Results. New detections in Bands 3 (tentative at 2.6 σ), 4 (5 σ), and 7 (re-detected at 9 σ) are consistent with optically thick thermal emission from PDS 70c (spectral index α = 2 ± 0.2). However, a non-detection in Band 9 breaks this trend, with a flux density falling below an optically thick extrapolation at 2.6 σ. A viscous dusty disc is inconsistent with the data, even with the inclusion of ionised jets. Interestingly, the central temperatures in such CPD models are high enough to ionise H I, with huge emission measures and an optically thick spectrum that marginally accounts for the radio SED (within 3 σ of Band 9). Since there is no room for steeper components (with α > 2), the dust-to-gas ratio is lower than 10⁻⁵. By contrast, uniform-slab models suggest much lower emission measures to account for the Band 9 drop, with ionisation fractions of ∼10⁻⁷ and an outer radius of ∼0.1 au. Such conditions are recovered if the CPD interacts with a planetary magnetic field, leading to a radially variable viscosity, α(R) ≲ 1, and central temperatures of ∼10³ K that regulate metal ionisation. However, the H⁻ opacity still results in an optically thick SED, overshooting Band 9. We find that the optically thin turnover at ≳600 GHz is only recovered if a thin shocked layer is present at the CPD surface, as is suggested by simulations. A photospheric shock or accretion funnels are ruled out as radio emission sources because their small solid angles require T ∼10⁶ K, which are unrealistic temperatures in planetary shock accretion.
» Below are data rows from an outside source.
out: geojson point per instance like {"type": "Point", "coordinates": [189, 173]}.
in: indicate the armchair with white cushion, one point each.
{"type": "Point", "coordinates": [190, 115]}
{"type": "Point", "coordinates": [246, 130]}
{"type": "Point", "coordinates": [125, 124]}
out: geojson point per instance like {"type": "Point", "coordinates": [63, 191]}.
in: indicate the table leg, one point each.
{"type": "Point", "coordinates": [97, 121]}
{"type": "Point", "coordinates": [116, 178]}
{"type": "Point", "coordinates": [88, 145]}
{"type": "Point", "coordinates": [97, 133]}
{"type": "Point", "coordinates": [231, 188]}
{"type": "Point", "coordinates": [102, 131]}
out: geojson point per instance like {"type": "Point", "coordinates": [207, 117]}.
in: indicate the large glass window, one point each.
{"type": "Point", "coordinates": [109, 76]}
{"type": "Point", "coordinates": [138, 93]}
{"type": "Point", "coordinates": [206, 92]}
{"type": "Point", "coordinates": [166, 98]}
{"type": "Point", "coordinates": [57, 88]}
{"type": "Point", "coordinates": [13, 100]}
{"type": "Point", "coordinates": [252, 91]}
Conclusions. The SED of PDS 70c collected here is optically thick up to Band 7 but probably (2.6 σ) turns over towards Band 9. An optically thick spectrum can be explained by atomic plasma radiation from a magnetised disc, where the radio opacity stems from metal and H⁻ free-free. If so, PDS 70c is depleted of sub-millimetre-emitting dust by a factor of at least 1000. However, the turnover can only be accounted for by H I free-free from an accretion shock at the surface of a CPD.